Mircea Gheorghe parle d’un Montréal triste, couvert de neige, où des amitiés sans avenir se lient entre mendiants (Depozitul de lemne), entre chanteurs de rue (Marjolaine), chômeurs, et receveurs de bien-être social. Ses histoires sont tristes, même lorsqu’il s’agit des mariages réussis (Petrecerea) qui mettent les individus à l’abri des soucis financiers. Quand il ne s’agit pas d’argent, il s’agit de la nostalgie, car ces nouveaux arrivants continuent à vivre ancrés dans leur pays d’origine, la Roumanie généralement, qui ne veut plus d’eux non plus. Ils sont dominés par des peurs et des tics dont ils veulent garder le secret: amasser de l’argent et le cacher dans un trou pratiqué dans le mur (Un caz banal), déclamer des anciens slogans communistes desquels ils ne peuvent pas se débarrasser (Petrecerea). Le retour dans cet espace physique qui atteint la dimension d’un véritable trou noir est impossible, car la Roumanie qui hante leurs rêves n’est plus la même, ce qui les rend tout aussi étrangers face à elle que la nouvelle société. L’immigrant de Mircea se sent vivre entre deux pays étrangers. Pour cela, la nostalgie et le sombre regret semblent être les sentiments dominants.

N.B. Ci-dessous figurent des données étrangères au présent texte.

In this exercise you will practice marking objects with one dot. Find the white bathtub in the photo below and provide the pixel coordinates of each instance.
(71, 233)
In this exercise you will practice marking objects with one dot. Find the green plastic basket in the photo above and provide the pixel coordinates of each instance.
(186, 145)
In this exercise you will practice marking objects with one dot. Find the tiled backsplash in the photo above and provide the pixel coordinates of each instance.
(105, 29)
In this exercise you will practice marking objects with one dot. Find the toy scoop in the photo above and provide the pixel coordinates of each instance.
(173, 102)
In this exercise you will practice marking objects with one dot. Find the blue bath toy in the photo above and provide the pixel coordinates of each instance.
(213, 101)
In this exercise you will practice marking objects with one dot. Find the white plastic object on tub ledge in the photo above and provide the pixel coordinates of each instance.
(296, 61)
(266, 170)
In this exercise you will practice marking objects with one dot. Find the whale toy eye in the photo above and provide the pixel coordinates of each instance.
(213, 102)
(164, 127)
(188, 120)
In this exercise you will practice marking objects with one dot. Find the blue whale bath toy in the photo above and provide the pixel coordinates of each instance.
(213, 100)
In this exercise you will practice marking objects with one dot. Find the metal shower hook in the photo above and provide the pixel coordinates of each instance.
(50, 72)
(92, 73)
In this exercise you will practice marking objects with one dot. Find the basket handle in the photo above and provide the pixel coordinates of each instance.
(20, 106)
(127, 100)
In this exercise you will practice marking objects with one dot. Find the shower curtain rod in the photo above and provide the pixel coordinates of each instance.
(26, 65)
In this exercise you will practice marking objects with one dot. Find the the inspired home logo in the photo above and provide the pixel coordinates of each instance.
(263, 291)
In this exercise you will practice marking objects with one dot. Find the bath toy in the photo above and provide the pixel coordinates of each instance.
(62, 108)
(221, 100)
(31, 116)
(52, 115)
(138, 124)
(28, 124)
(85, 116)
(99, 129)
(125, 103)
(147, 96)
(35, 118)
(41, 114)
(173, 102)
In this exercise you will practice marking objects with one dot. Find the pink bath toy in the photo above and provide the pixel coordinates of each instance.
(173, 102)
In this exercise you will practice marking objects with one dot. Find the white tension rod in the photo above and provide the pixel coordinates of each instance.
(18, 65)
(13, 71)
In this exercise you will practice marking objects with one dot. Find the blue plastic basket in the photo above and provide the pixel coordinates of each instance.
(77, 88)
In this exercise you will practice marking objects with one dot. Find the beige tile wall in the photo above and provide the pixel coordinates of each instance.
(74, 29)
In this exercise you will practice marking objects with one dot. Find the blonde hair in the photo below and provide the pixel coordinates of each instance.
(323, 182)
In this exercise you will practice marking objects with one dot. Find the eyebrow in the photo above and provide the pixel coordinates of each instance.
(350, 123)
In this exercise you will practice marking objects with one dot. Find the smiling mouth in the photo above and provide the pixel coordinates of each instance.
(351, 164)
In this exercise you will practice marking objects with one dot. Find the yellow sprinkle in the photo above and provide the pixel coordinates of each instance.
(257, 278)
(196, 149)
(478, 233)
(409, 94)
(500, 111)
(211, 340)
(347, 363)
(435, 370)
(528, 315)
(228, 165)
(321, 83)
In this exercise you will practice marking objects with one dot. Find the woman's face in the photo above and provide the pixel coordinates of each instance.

Le style de ses nouvelles a la transparence d’une fenêtre dépourvue de rideaux : on y voit à travers jusqu’au fond de la pièce. Les dialogues et les situations sont mis à nu, pour que le lecteur aille jusqu’au bout. Il mène ses conclusions à fond, car ces conclusions bien précises ne laissent aucun doute sur la réalité. Les phrases chargées ou les métaphores sont presque entièrement absentes : la langue de Mircea est aussi sobre que le décor qu’elle décrit. Même dans les passages plus teintés d’humour, il s’agit d’un humour triste, mais sans cynisme. Sans pourtant l’avouer, Mircea aime ses personnages et, malgré leur mauvaise réputation - des voleurs ou des prostituées (Ei doi, calculatorul si Larisa ) –, il ne leur attribue pas de sobriquets gratuits ou dégradants. D’autre part, il ne compatit pas avec ces marginaux, car ses personnages semblent avoir accepté leur destin.

Après les livres de Florin Oncescu, voici encore un livre sur l’immigration, une immigration qui ne concerne ni Montréal ni le Canada. L’immigrant de Mircea Gheorghe reste aux confins de la société, avec ses joies, ses secrets et ses tristesses. Mircea crée une espèce à part, un individu qui sans être malheureux n’est pas non plus vraiment heureux, et sans être riche, il peut survivre convenablement. Son immigrant cherche du travail, mais même lorsqu’il est chômeur il boit son café chez Tim Hortons : s’il n’a pas d’argent pour lui-même, il offre volontiers un café aux plus démunis que lui. Il est généreux sans conviction, et altruiste sans ostentation.

Partida de canasta porte un regard pessimiste sur ces nouvelles réalités du monde contemporain, la migration des peuples : les individus qui naissent par la suite modifient le paysage urbain, remue les couches sociales et engendre de nouvelles réalités. On attend que le prochain livre de Mircea Gheorghe se charge de nous en parler.